The City of Montreal is getting annoyed with Scientology?

Discussion in 'Canada' started by peterstorm, Jul 10, 2022.

  1. peterstorm Member
    Google Translate:
    Montreal encouraged to draw inspiration from Quebec City

    The Old Capital has strengthened the protection of its architectural heritage.

    Montreal would benefit from taking inspiration from the City of Quebec, which adopted stricter regulations last week to better protect its heritage buildings, estimates the organization Heritage Montreal.

    "It's great what Quebec has done, it's a great step forward. We cannot copy and paste, but Montreal can certainly take certain provisions as an example, ”believes the assistant director of policies at Héritage Montréal, Taïka Baillargeon.

    On June 20, the Marchand administration gave itself the power to impose fines of up to $250,000 per day on owners who allow a heritage building to deteriorate.

    Demolitions will also be more strictly supervised.
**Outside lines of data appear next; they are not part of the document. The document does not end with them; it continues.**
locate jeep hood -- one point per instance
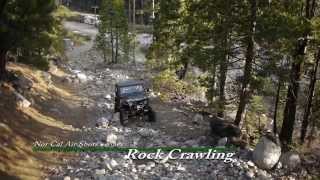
(134, 97)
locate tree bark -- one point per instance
(291, 102)
(112, 45)
(223, 78)
(289, 114)
(313, 80)
(250, 55)
(3, 62)
(117, 47)
(184, 70)
(276, 108)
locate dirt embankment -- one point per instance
(49, 118)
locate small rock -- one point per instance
(113, 163)
(290, 160)
(250, 164)
(250, 174)
(198, 118)
(22, 102)
(108, 97)
(181, 168)
(82, 77)
(112, 138)
(67, 178)
(266, 154)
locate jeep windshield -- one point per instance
(131, 89)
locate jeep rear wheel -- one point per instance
(151, 115)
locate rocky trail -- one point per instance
(176, 126)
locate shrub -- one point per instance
(169, 86)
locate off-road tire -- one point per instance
(123, 117)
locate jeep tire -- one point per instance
(123, 117)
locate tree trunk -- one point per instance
(112, 46)
(142, 12)
(223, 77)
(133, 30)
(276, 108)
(117, 47)
(293, 90)
(129, 12)
(2, 5)
(313, 80)
(212, 83)
(184, 70)
(250, 55)
(3, 62)
(291, 103)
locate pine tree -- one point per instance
(113, 31)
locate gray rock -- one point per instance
(67, 178)
(197, 118)
(250, 174)
(290, 160)
(266, 154)
(100, 171)
(82, 77)
(250, 164)
(22, 102)
(22, 83)
(112, 138)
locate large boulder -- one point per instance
(267, 153)
(290, 160)
(223, 128)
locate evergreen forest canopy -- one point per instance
(273, 43)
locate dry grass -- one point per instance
(20, 128)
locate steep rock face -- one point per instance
(267, 153)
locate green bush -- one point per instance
(169, 86)
(65, 13)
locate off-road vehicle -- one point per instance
(131, 100)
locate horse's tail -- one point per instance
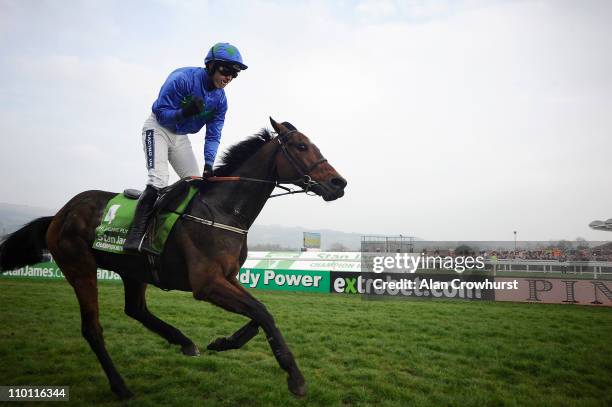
(24, 246)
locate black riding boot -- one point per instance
(139, 226)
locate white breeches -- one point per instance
(160, 145)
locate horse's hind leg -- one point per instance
(237, 340)
(234, 298)
(136, 307)
(87, 293)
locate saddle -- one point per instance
(172, 202)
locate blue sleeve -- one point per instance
(167, 107)
(213, 133)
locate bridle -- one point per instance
(304, 178)
(304, 172)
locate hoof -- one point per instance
(297, 386)
(219, 345)
(190, 350)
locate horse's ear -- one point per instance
(278, 128)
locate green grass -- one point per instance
(352, 352)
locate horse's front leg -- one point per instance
(234, 298)
(237, 340)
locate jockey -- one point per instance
(189, 99)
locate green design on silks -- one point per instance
(205, 114)
(119, 215)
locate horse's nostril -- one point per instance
(339, 183)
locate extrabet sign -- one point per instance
(287, 280)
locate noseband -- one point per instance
(301, 169)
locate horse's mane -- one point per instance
(242, 151)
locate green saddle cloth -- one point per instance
(119, 214)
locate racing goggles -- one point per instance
(227, 70)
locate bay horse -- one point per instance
(199, 258)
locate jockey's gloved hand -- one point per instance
(193, 108)
(207, 171)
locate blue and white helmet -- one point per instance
(225, 52)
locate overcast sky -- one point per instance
(449, 119)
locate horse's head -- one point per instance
(300, 162)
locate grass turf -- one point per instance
(352, 352)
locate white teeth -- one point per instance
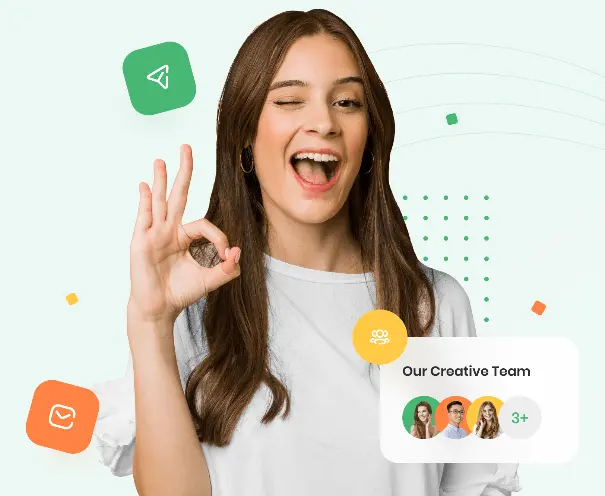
(318, 157)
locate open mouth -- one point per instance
(315, 168)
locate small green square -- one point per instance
(451, 119)
(159, 78)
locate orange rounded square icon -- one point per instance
(62, 416)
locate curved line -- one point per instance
(494, 74)
(498, 133)
(502, 103)
(492, 46)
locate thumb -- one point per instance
(223, 272)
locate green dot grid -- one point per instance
(466, 238)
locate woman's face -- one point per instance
(488, 412)
(423, 413)
(312, 131)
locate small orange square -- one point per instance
(538, 307)
(62, 416)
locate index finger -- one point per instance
(178, 193)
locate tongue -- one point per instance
(311, 171)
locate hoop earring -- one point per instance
(251, 160)
(372, 166)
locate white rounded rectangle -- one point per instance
(545, 371)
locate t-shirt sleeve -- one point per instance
(114, 432)
(454, 318)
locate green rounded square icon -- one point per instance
(159, 78)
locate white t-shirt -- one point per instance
(330, 443)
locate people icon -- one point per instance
(487, 425)
(423, 415)
(455, 414)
Owners will now have to demonstrate the necessity or benefits of demolition.

    The City of Quebec is thus benefiting from the new legislative provisions of Bill 69, which came into force a year ago, which allow municipalities to improve their regulations regarding the protection of heritage.

    "It's really positive to see a city get up and take action, I think it's important to do that too," says Ms. Baillargeon.

    Montreal interest

    In Montreal, we are assured that there is interest in the modifications and improvements to urban planning regulations.

    "The objective is to submit to the authorities a draft regulation amending the Building Maintenance Regulation before the end of 2022", explains the head of culture and heritage, Ericka Alneus.

    Montreal could therefore follow in Quebec's footsteps and increase, among other things, fines for owners who do nothing to maintain their heritage property.

    Taïka Baillargeon gives as an example the building of the former newspaper La Patrie, property of the Church of Scientology of Montreal, which has been abandoned for a long time and whose sanctions could push the owners to take action.

    Go further

    “We know they are not there, this building is empty. A building that is not occupied is a building that is at risk since no one takes care of it, ”she laments.

    The Church of Scientology acquired the building in 2007 for $4.25 million, but does not use it.

    According to Ms. Baillargeon, financial penalties send a strong message to owners, but it would be beneficial to go even further.

    “The money from the sanctions could be reinvested in the repair of other heritage buildings. We know that the money is lacking, we should have a little initiative with strong gestures, ”she suggests.